With the impeachment inquiry now underway, testimony from the senior White House official responsible for Ukraine describes the now infamous Ukraine phone call with President Trump making a “demand” of Ukrainian President Volodymyr Zelensky to investigate former vice president Joe Biden and his son, Hunter, in exchange for a meeting in the Oval Office. The Washington Post reports that under questioning from Rep. Peter Welch (D-Vt.), as well as other Democrats, Lt. Col. Alexander Vindman said “there was no doubt” that Trump sought a quid pro quo when he spoke to Ukrainian President Zelensky by phone on July 25.
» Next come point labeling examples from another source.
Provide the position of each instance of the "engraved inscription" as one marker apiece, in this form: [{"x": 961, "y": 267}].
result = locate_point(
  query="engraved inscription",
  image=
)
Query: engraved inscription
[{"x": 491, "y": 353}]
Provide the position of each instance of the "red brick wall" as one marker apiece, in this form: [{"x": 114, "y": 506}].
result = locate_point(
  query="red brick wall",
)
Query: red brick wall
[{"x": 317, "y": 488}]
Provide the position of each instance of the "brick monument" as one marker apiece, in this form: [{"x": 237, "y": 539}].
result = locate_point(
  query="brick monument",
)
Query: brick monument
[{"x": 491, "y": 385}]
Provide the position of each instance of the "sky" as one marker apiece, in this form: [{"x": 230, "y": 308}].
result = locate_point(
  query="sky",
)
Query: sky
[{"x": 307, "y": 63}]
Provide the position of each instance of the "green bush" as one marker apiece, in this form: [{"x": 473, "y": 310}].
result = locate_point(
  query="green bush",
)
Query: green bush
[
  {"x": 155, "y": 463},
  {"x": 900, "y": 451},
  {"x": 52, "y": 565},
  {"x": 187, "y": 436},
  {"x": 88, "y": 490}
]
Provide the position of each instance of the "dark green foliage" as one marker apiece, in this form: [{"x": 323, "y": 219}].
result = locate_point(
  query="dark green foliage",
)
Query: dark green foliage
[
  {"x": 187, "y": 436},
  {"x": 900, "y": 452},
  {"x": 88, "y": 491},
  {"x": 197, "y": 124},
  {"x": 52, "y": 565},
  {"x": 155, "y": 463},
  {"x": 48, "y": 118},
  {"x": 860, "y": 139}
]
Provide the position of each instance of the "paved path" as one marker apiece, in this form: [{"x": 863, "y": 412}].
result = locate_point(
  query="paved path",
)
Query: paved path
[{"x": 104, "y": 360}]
When asked by Welch if he had any doubt that what Trump was asking for—investigations of his political opponents—was part of a “deliverable”, part of a quid pro quo in other words. Vindman said, “There was no doubt.” Vindman was then asked by Rep. John Ratcliffe, a Republican member of the committee, why he believed Trump made a demand when asking Ukraine to investigate the Bidens in exchange for an Oval Office meeting. Vindman explained that there was what he called a vast “power disparity” between Trump and Zelensky, and that Trumps request for a favor was interpreted as a demand. “When the president of the United States makes a request for a favor,” Vindman said, “it certainly seems—I would take it as a demand.” Vindman went on to say that “this was about getting a White House meeting. It was a demand for him to fulfill…this particular prerequisite to get the meeting.” The full transcript of Lt. Col. Alexander Vindman’s testimony can be read here.
Many of Vindman’s concerns were shared by Fiona Hill, who formerly served as the top Russia adviser to the White House. Hill, who’s deposition transcript can be read here in full, testified that Trump’s personal lawyer, Rudy Giuliani, as well as Giuliani’s business associates, were attempting to use the president’s powers to further their own interests. CNN reports that both Vindman and Hill testified that Gordon Sondland, US Ambassador to the European Union, told Ukrainian officials they would have to open an investigation on the Bidens to secure the meeting in the White House. Sondland also told them he was acting at the direction of acting Chief of Staff Mick Mulvaney. Hill testified that “Ambassador Sondland, in front of the Ukrainians, as I came in, was talking about how he had an agreement with Chief of Staff Mulvaney for a meeting with the Ukrainians if they were going to go forward with investigations.”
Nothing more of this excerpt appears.